Auch in Fuchsstadt ist seit dieser Woche eine Corona-Teststation etabliert. Im "Eulentreff" können sich die Bürger dienstags und samstags auf das Virus testen lassen, wenn beispielsweise ein Friseurtermin oder anderes ansteht, das nur mit einem negativen Testergebnis zu erledigen ist.

Team der Rotkreuzbereitschaft

Bürgermeister René Gerner nahm dazu vor drei Wochen Kontakt mit Dr. Markus Full auf, der sich seinerseits mit der Rotkreuzbereitschaft in Fuchsstadt in Verbindung setzte, mit deren Leiterin, Sabina Jaborek-Hugo, er ein Team aus den Bereitschaften Fuchsstadt, Hammelburg, Obereschenbach, Ramsthal und der Wasserwacht Hammelburg formierte. Alle Teammitglieder sind für den Zweck geschult.

Zwischenzeitlich richtete der Gemeindebauhof im Jugendraum des Eulentreffs zwei getrennte Testkabinen, ein Organisationsbüro und ein Labor ein.
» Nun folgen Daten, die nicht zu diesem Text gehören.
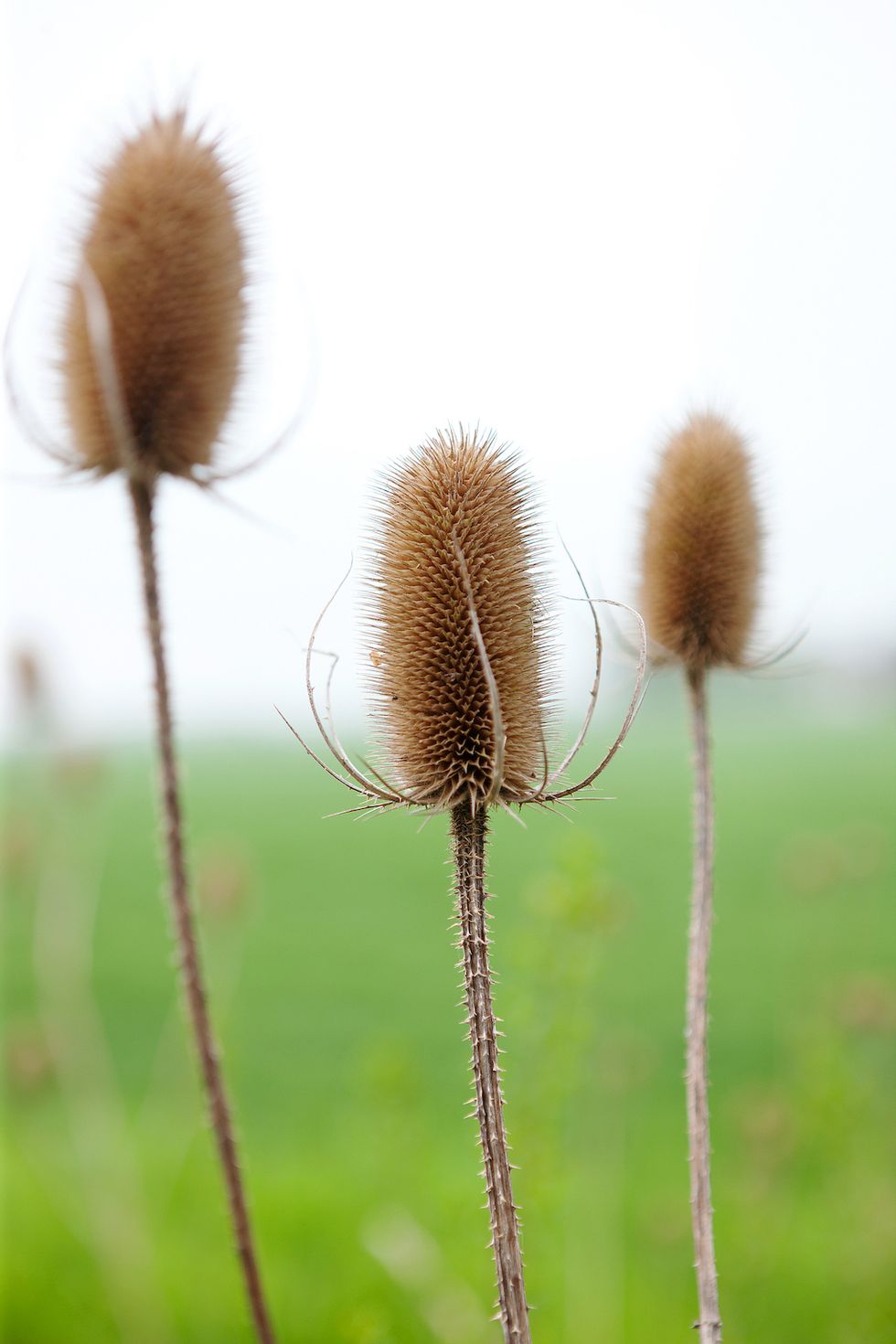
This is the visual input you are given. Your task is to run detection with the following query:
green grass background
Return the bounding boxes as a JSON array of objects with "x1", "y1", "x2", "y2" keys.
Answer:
[{"x1": 0, "y1": 681, "x2": 896, "y2": 1344}]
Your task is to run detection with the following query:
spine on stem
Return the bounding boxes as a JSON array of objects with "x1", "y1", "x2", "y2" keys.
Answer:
[{"x1": 685, "y1": 669, "x2": 721, "y2": 1344}]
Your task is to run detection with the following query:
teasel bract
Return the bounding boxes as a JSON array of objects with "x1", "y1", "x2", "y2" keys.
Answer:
[
  {"x1": 641, "y1": 414, "x2": 762, "y2": 1344},
  {"x1": 290, "y1": 429, "x2": 646, "y2": 1344},
  {"x1": 62, "y1": 111, "x2": 274, "y2": 1344}
]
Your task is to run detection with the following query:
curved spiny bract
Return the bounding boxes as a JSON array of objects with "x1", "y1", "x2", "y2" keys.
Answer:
[
  {"x1": 642, "y1": 414, "x2": 762, "y2": 673},
  {"x1": 367, "y1": 430, "x2": 550, "y2": 812},
  {"x1": 62, "y1": 111, "x2": 246, "y2": 475}
]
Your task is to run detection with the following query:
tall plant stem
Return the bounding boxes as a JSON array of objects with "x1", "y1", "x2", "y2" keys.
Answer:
[
  {"x1": 452, "y1": 806, "x2": 532, "y2": 1344},
  {"x1": 131, "y1": 480, "x2": 274, "y2": 1344},
  {"x1": 685, "y1": 671, "x2": 721, "y2": 1344}
]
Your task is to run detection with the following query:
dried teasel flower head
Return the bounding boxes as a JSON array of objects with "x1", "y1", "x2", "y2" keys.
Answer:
[
  {"x1": 62, "y1": 111, "x2": 246, "y2": 478},
  {"x1": 641, "y1": 412, "x2": 762, "y2": 673},
  {"x1": 278, "y1": 427, "x2": 646, "y2": 815},
  {"x1": 368, "y1": 430, "x2": 550, "y2": 810}
]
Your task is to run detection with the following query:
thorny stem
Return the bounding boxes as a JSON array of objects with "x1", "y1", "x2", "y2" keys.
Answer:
[
  {"x1": 452, "y1": 804, "x2": 532, "y2": 1344},
  {"x1": 685, "y1": 671, "x2": 721, "y2": 1344},
  {"x1": 131, "y1": 478, "x2": 274, "y2": 1344}
]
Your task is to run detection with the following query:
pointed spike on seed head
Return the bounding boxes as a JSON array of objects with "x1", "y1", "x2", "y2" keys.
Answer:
[
  {"x1": 641, "y1": 412, "x2": 762, "y2": 673},
  {"x1": 62, "y1": 109, "x2": 246, "y2": 475},
  {"x1": 367, "y1": 429, "x2": 552, "y2": 815}
]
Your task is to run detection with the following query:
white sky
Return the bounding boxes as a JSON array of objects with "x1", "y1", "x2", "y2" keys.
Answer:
[{"x1": 0, "y1": 0, "x2": 896, "y2": 734}]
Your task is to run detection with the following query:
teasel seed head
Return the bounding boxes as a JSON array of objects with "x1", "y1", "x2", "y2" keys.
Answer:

Die Bereitschaften arbeiten im Wechsel mit jeweils vier Personen vor Ort. Der Test, der einmal wöchentlich frei ist, dauert etwa 15 Minuten, eine weitere Viertelstunde bedarf es für die Registrierung.
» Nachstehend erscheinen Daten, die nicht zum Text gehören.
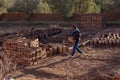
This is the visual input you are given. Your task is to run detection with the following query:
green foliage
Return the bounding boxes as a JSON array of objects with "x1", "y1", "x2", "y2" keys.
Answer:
[
  {"x1": 110, "y1": 0, "x2": 120, "y2": 13},
  {"x1": 94, "y1": 0, "x2": 112, "y2": 13},
  {"x1": 0, "y1": 0, "x2": 120, "y2": 14},
  {"x1": 34, "y1": 0, "x2": 52, "y2": 13},
  {"x1": 80, "y1": 0, "x2": 100, "y2": 14},
  {"x1": 0, "y1": 0, "x2": 14, "y2": 13}
]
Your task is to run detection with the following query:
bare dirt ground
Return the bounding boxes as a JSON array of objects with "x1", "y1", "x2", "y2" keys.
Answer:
[
  {"x1": 13, "y1": 47, "x2": 120, "y2": 80},
  {"x1": 0, "y1": 26, "x2": 120, "y2": 80}
]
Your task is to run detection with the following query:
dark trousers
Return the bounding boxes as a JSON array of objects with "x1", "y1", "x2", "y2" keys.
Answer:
[{"x1": 71, "y1": 40, "x2": 82, "y2": 56}]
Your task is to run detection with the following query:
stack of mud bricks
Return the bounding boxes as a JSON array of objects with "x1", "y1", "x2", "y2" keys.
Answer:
[
  {"x1": 90, "y1": 33, "x2": 120, "y2": 46},
  {"x1": 46, "y1": 44, "x2": 68, "y2": 56},
  {"x1": 39, "y1": 28, "x2": 62, "y2": 40},
  {"x1": 3, "y1": 38, "x2": 68, "y2": 65},
  {"x1": 3, "y1": 38, "x2": 42, "y2": 65},
  {"x1": 80, "y1": 15, "x2": 102, "y2": 29}
]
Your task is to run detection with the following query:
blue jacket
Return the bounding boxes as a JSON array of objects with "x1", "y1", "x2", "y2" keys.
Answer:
[{"x1": 72, "y1": 28, "x2": 80, "y2": 40}]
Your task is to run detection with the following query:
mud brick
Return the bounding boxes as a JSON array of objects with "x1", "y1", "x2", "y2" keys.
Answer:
[
  {"x1": 116, "y1": 33, "x2": 120, "y2": 39},
  {"x1": 41, "y1": 54, "x2": 47, "y2": 59},
  {"x1": 59, "y1": 45, "x2": 63, "y2": 53},
  {"x1": 53, "y1": 46, "x2": 59, "y2": 55},
  {"x1": 30, "y1": 62, "x2": 38, "y2": 66},
  {"x1": 62, "y1": 45, "x2": 67, "y2": 54},
  {"x1": 47, "y1": 48, "x2": 53, "y2": 56},
  {"x1": 68, "y1": 47, "x2": 73, "y2": 53},
  {"x1": 39, "y1": 50, "x2": 47, "y2": 57},
  {"x1": 29, "y1": 39, "x2": 39, "y2": 47},
  {"x1": 117, "y1": 39, "x2": 120, "y2": 45}
]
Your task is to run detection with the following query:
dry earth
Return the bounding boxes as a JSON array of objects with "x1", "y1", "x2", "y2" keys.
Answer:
[
  {"x1": 13, "y1": 47, "x2": 120, "y2": 80},
  {"x1": 0, "y1": 25, "x2": 120, "y2": 80}
]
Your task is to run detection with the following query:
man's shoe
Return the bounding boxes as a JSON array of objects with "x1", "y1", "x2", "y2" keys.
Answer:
[{"x1": 70, "y1": 55, "x2": 74, "y2": 58}]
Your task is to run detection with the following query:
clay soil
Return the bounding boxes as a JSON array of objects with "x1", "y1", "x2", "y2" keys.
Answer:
[{"x1": 0, "y1": 24, "x2": 120, "y2": 80}]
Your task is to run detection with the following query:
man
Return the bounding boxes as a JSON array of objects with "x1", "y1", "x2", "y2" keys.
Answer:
[{"x1": 71, "y1": 25, "x2": 82, "y2": 57}]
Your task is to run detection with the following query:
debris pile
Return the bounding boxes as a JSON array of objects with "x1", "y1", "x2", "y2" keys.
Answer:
[
  {"x1": 3, "y1": 38, "x2": 68, "y2": 65},
  {"x1": 90, "y1": 33, "x2": 120, "y2": 46}
]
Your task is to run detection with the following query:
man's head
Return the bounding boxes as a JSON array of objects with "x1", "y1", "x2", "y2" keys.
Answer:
[{"x1": 72, "y1": 25, "x2": 77, "y2": 31}]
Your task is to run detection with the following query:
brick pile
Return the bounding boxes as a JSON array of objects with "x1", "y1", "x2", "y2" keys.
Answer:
[
  {"x1": 24, "y1": 27, "x2": 62, "y2": 40},
  {"x1": 2, "y1": 38, "x2": 68, "y2": 65},
  {"x1": 80, "y1": 15, "x2": 102, "y2": 28},
  {"x1": 3, "y1": 38, "x2": 39, "y2": 65},
  {"x1": 90, "y1": 33, "x2": 120, "y2": 46}
]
"Wenn ein Test positiv ausfällt, erfolgt ein PCR-Test an gleicher Stelle der an das PCR-Labor weitergereicht wird. Der Person wird empfohlen sich umgehend in Quarantäne zu begeben", so die Fuchsstädter Bereitschaftsleiterin. "Für den Fall, dass eine Menschenschlange vor der Türe steht, bleiben wir auch länger", fügt sie hinzu.
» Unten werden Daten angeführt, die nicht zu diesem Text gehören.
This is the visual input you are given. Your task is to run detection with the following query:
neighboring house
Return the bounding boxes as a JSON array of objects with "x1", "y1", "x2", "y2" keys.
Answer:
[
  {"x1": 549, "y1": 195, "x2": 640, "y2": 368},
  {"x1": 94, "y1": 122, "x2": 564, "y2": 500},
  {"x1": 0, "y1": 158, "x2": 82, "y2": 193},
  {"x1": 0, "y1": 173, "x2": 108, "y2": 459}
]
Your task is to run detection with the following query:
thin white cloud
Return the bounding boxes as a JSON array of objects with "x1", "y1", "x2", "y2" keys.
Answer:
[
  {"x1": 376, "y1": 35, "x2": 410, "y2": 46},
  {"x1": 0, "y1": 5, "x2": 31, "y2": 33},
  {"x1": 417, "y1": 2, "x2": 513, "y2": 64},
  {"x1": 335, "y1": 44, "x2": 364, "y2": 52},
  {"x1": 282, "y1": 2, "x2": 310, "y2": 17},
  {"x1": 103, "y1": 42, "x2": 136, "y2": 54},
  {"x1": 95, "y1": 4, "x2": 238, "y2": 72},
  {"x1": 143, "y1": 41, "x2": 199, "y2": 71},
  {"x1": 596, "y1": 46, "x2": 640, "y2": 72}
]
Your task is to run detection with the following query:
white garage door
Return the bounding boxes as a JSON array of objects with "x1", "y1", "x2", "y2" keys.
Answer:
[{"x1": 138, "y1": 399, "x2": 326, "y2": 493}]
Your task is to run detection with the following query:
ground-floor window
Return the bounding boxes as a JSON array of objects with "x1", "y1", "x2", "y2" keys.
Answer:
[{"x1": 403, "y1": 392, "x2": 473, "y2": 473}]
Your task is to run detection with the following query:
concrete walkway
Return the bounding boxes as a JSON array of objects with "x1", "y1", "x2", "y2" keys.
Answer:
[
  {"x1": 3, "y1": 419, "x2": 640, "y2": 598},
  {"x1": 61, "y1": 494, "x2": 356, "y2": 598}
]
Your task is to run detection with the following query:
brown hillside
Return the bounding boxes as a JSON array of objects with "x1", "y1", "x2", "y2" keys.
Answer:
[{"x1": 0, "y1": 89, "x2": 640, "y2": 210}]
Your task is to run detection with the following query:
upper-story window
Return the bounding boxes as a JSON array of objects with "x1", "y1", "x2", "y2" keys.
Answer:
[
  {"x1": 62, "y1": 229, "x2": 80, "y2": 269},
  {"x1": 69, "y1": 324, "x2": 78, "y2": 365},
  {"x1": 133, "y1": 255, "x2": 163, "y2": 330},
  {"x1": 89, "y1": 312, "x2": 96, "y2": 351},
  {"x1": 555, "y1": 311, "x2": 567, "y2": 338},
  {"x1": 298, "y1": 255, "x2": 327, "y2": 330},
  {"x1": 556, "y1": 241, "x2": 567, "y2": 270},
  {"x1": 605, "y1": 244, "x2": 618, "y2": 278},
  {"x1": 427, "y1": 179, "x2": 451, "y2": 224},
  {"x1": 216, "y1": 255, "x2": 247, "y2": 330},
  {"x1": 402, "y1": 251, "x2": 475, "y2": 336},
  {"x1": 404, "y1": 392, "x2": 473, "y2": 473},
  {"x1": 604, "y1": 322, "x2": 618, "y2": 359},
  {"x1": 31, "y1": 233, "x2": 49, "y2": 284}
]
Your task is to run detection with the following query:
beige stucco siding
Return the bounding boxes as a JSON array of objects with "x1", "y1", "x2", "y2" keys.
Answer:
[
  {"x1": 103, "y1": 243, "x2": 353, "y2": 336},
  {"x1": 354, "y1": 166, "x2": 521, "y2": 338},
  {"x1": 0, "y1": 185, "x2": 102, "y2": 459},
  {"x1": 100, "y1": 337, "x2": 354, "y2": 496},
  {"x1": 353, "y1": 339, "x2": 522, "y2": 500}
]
Testmöglichkeiten bestehen am Dienstag von 17 bis 19 Uhr und am Samstag von 9 bis 11 Uhr. Bürger, die sich dem Procedere unterziehen, müssen sich ausweisen können. Wie lange die Teststation aufrecht erhalten wird, hängt von den Umständen ab. Jaborek-Hugo vermutet "möglicherweise bis zu den Sommerferien".